A putative G protein‐coupled receptor negatively controls sexual development in Aspergillus nidulans

• Published in: Molecular microbiology Vol. 51; no. 5; pp. 1333 - 1345
• Main Authors: Han, Kap‐Hoon, Seo, Jeong‐Ah, Yu, Jae‐Hyuk
• Format: Journal Article
• Language: English
• Published: Oxford, UK Blackwell Science Ltd 01.03.2004; Blackwell Science; Blackwell Publishing Ltd
• Subjects: Amino Acid Sequence; Animals; Aspergillus nidulans; Aspergillus nidulans - cytology; Aspergillus nidulans - genetics; Aspergillus nidulans - growth & development; Aspergillus nidulans - physiology; Biological and medical sciences; Cyclic AMP-Dependent Protein Kinases - metabolism; Fundamental and applied biological sciences. Psychology; Fungal Proteins - genetics; Fungal Proteins - metabolism; Genes, Fungal; Heterotrimeric GTP-Binding Proteins - metabolism; Microbiology; Miscellaneous; Molecular Sequence Data; Mutation; Mycology; Phenotype; Phylogeny; Protein Kinase C - metabolism; Receptors, G-Protein-Coupled - classification; Receptors, G-Protein-Coupled - genetics; Receptors, G-Protein-Coupled - metabolism; Sequence Alignment; Signal Transduction - physiology; Temperature; Fungi; Microbiology; Aspergillus nidulans; Development; Fungi Imperfecti; Thallophyta; G protein
• ISSN: 0950-382X; 1365-2958
• DOI: 10.1111/j.1365-2958.2003.03940.x

Summary G protein‐coupled receptors (GPCRs) are key components of heterotrimeric G protein‐mediated signalling pathways that detect environmental signals and confer rapid cellular responses.

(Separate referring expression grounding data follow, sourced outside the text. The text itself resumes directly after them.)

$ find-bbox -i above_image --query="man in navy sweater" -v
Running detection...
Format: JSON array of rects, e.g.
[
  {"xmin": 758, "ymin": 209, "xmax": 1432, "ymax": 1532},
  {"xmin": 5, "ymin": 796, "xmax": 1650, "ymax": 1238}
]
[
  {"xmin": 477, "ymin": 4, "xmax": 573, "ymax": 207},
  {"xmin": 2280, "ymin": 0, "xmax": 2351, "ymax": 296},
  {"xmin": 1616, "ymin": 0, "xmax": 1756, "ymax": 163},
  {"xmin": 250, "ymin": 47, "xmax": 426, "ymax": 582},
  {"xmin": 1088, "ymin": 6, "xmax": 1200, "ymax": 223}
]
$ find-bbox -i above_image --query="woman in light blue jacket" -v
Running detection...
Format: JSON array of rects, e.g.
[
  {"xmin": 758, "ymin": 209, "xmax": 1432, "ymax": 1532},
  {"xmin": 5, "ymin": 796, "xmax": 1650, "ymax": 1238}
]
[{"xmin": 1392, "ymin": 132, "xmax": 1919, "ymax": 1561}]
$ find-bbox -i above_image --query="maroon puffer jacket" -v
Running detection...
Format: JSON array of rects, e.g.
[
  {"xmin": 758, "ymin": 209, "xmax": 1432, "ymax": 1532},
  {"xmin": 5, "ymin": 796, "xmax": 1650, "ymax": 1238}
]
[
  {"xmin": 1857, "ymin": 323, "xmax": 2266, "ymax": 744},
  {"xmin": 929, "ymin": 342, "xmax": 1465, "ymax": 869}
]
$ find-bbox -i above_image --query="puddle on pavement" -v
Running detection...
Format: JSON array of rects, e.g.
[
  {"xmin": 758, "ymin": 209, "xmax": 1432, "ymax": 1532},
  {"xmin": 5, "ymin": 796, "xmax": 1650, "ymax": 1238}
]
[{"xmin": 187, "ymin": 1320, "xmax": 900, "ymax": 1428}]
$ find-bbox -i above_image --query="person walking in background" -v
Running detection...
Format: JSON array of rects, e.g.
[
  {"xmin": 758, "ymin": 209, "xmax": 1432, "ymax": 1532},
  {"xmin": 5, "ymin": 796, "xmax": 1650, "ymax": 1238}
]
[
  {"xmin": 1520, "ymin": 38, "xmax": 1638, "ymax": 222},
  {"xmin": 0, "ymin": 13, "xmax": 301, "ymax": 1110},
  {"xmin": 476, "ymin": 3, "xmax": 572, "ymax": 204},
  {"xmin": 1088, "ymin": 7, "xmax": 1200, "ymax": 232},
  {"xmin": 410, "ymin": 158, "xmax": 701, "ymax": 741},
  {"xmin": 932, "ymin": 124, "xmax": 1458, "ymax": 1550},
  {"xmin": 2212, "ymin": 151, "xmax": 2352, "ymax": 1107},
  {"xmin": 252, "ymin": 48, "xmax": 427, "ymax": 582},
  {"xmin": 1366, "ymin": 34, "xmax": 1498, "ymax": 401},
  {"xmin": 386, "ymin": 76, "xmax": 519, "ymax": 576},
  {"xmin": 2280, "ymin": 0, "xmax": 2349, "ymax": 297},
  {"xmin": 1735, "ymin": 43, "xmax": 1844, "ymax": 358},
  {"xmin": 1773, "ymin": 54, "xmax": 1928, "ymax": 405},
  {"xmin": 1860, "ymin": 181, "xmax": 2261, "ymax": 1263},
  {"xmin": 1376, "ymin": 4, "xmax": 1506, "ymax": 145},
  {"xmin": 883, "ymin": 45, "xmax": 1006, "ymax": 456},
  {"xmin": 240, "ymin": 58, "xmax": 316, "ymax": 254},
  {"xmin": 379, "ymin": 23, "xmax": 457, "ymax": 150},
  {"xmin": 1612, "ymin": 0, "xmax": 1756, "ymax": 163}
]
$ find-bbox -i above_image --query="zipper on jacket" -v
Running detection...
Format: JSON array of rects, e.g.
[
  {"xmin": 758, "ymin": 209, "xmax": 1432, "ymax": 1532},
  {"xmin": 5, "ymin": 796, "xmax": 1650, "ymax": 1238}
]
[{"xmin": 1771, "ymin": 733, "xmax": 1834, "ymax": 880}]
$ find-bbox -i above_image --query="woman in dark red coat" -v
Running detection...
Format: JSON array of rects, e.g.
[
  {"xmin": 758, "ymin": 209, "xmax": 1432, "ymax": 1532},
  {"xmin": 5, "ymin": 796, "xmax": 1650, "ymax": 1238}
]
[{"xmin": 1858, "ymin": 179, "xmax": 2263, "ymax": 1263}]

To broaden our understanding of signalling mechanisms in the filamentous fungus Aspergillus nidulans, intensive analyses of the Aspergillus nidulans genome have been carried out and nine genes (gprA∼gprI) that are predicted to encode seven transmembrane spanning GPCRs have been identified. Six of nine putative GPCRs have been disrupted and the gprD gene was found to play a central role in coordinating hyphal growth and sexual development. Deletion of gprD (ΔgprD) causes extremely restricted hyphal growth, delayed conidial germination and uncontrolled activation of sexual development resulting in a small colony covered by sexual fruiting bodies. Genetic studies indicate that GprD may not signal through the FadA (Gα)‐protein kinase A (PKA) pathway. Elimination of sexual development rescues both growth and developmental abnormalities caused by ΔgprD, suggesting that the primary role of GprD is to negatively regulate sexual development. This is supported by the fact that environmental conditions inhibiting sexual development suppress growth defects of the ΔgprD mutant. We propose that the GprD‐mediated signalling cascade negatively regulates sexual development, which is required for proper proliferation of A. nidulans.